Getting a Little Rest

Ever get that really tired feeling?  You know, you feel like you need a good long rest?

Well, sir, that is exactly where I am today.  Monday is typically an easy day for training.  Sunday, if I’m not in a tournament, is my official rest day. This week I am taking off Sunday and Monday. That is except for the morning run. Aside from that run no other exercise.  I didn’t touch a bow.

If you shoot over 36,000 arrows a year, run over 1000 miles, ride a bike over 5000 miles and head to the gym 78 times in a year, occasionally it catches up with you.  While this may sound like a lot, the running and cycling are small potatoes compared to what I was doing before I picked up a bow.

Coaching Tip

Here’s what I know, as I’ve aged it take me longer to recover and rest is good. There’s a time to listen to your body and amend a training plan.  Don’t abandon the plan, but a small adjustment may be dividends later.

Louis Garneau Apparel

From the drawer where I keep riding shorts these surfaced for today.  I wore them while riding this afternoon. They’re about 27 years old.

27 years old and still holding up.

Granted, I have lots of riding shorts.  Even so, I wear them once before washing.  If I ride twice a day, that means two pair of shorts per day. I go through a lot of riding shorts.

The brand of these shorts is Louis Garneau.  I’ve worn his brand since the mid-80s (yes the 1980s)  when Nestor Gernay would order our cycling team kits from Louis Garneau.  When we put together cycling kits for the Healthdyne Technologies Cycling Team in the 90’s I ordered them from Louis Garneau.  These are those shorts.

Nestor Gernay and me (in the red jersey). Winter time training in Savannah, GA around 2000.

Now, Louis Garneau may or may not make shirts for archery.  What I do know is that his apparel lasts.

Getting Lost

This was a time-trial I had in the bag.  A time-trial on a bicycle is where each cyclist races individually against the clock over a set distance.  The distance for this race was 40 kilometers.

I’d started 3rdfrom the last, a good position.  Typically, cyclists are placed in the race line-up based on prior times. The faster cyclists start near the bottom of the order.

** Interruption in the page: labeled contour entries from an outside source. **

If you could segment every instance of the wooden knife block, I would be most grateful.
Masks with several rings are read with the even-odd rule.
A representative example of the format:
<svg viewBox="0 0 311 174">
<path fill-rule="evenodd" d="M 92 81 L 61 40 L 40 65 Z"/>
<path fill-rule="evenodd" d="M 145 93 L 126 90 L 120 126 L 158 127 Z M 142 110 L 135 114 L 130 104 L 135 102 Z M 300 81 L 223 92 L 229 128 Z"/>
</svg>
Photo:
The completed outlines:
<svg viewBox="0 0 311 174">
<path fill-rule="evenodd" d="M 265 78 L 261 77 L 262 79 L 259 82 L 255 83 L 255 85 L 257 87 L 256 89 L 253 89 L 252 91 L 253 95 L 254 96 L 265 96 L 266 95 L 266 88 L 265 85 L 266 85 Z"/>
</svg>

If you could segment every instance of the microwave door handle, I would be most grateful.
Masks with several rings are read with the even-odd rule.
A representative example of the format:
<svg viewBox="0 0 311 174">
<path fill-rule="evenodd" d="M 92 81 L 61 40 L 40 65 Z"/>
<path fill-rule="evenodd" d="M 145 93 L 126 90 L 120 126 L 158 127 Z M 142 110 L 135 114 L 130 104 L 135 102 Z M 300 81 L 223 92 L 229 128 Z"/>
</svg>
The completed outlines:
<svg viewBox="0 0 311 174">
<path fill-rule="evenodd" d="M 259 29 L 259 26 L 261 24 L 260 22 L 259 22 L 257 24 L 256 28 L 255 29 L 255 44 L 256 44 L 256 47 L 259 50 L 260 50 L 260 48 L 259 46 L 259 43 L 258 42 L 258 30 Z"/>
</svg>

There was a light rain when the race started.  The rain increased and was coming down pretty good by the time I was off.  Many of the riders ahead of me were being cautious to protect against crashing on the wet roads.  Because I’d trained and raced often in rain I was more comfortable and it wasn’t long before I was passing other riders.

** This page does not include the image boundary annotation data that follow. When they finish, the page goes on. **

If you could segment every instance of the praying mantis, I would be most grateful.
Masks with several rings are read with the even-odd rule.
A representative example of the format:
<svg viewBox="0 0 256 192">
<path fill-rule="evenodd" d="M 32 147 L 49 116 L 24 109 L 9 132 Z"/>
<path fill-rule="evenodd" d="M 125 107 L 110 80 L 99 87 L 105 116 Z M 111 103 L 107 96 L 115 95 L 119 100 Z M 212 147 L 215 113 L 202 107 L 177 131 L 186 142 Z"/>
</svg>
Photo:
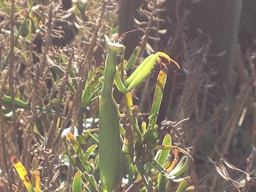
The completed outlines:
<svg viewBox="0 0 256 192">
<path fill-rule="evenodd" d="M 173 61 L 179 66 L 166 54 L 158 52 L 148 57 L 127 79 L 122 79 L 115 64 L 115 58 L 116 55 L 122 54 L 123 60 L 125 46 L 117 43 L 108 42 L 106 47 L 109 53 L 99 97 L 99 168 L 102 191 L 113 191 L 121 183 L 122 170 L 119 111 L 112 93 L 114 82 L 119 91 L 129 92 L 148 76 L 157 60 L 161 62 L 160 57 L 165 58 L 169 63 Z"/>
</svg>

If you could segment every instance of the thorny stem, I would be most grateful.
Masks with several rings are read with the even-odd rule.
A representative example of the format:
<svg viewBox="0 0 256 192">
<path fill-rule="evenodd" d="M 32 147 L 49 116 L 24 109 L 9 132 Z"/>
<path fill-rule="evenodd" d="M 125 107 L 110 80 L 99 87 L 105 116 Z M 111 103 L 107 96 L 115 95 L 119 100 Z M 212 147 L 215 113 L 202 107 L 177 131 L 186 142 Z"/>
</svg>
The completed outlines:
<svg viewBox="0 0 256 192">
<path fill-rule="evenodd" d="M 103 1 L 102 6 L 101 7 L 101 12 L 100 16 L 100 18 L 99 19 L 99 21 L 96 27 L 96 28 L 95 29 L 95 30 L 94 31 L 92 42 L 90 45 L 89 49 L 87 53 L 86 54 L 86 58 L 87 59 L 83 63 L 83 67 L 82 68 L 82 70 L 81 70 L 82 73 L 81 73 L 82 77 L 80 77 L 80 78 L 78 82 L 78 84 L 77 86 L 77 89 L 76 90 L 76 93 L 74 98 L 73 102 L 70 108 L 69 108 L 69 110 L 68 112 L 68 114 L 67 115 L 65 120 L 63 122 L 62 124 L 61 124 L 61 129 L 59 131 L 59 134 L 58 135 L 55 139 L 55 141 L 54 142 L 54 144 L 53 145 L 53 146 L 54 146 L 59 141 L 60 138 L 60 137 L 61 135 L 61 133 L 63 132 L 63 131 L 66 127 L 66 126 L 68 124 L 68 122 L 69 121 L 69 118 L 71 117 L 71 116 L 72 115 L 73 110 L 75 108 L 75 107 L 79 106 L 79 105 L 81 105 L 81 103 L 82 102 L 82 93 L 83 90 L 84 90 L 84 87 L 85 85 L 85 82 L 86 82 L 87 77 L 88 70 L 87 70 L 86 64 L 89 63 L 89 67 L 91 67 L 91 60 L 90 59 L 90 58 L 92 57 L 93 48 L 96 44 L 96 41 L 98 37 L 98 33 L 99 32 L 99 29 L 102 26 L 101 22 L 103 18 L 103 15 L 105 14 L 106 5 L 107 5 L 107 2 L 105 1 Z M 79 112 L 78 111 L 77 111 L 77 113 L 76 114 L 76 116 L 77 116 L 77 113 L 78 112 Z M 74 118 L 74 121 L 73 123 L 75 124 L 76 123 L 76 121 L 77 121 L 77 118 Z"/>
</svg>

During a race on the roads there are often arrows spray painted on the pavement to alert riders that a turn is ahead.  This race was no different.

Continuing to work my way past the line of other cyclists that had started before me I’d spot one, overtake him, and move to the next.  Then, I ran out of other riders to catch.  It was, by now, pouring rain.

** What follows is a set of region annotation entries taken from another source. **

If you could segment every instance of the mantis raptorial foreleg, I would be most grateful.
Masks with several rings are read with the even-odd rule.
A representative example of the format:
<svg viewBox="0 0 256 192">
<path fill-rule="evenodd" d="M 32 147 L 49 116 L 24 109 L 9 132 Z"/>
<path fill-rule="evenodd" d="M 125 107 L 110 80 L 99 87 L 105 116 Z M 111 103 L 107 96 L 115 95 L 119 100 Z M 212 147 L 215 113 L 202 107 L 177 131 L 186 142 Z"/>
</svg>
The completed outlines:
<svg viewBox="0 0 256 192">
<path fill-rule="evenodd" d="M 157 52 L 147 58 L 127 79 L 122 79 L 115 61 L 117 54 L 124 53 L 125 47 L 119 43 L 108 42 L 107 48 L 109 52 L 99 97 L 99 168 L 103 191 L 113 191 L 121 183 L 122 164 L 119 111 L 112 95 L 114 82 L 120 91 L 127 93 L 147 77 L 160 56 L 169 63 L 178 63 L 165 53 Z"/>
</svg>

Approaching an intersection, which I felt was near the finish; I looked for the arrows on the pavement to know where to turn. The rain had either washed them away or they were covered by water.  I made the wrong turn.

I got lost for a while. I lost the race finishing so far behind that the officials were preparing to come search for me when I came to the finish line from the opposite direction.

At the IBO World Championship several years ago it poured rain.  Being in the first group out we had no idea that the tournament has been postponed until the storm passed. There was no horn that sounded. Apparently, the officials had forgotten our group was on the range.  We got turned around because the storm had blown away trail markers. You never want to find yourself walking out of the woods between a stake and a target.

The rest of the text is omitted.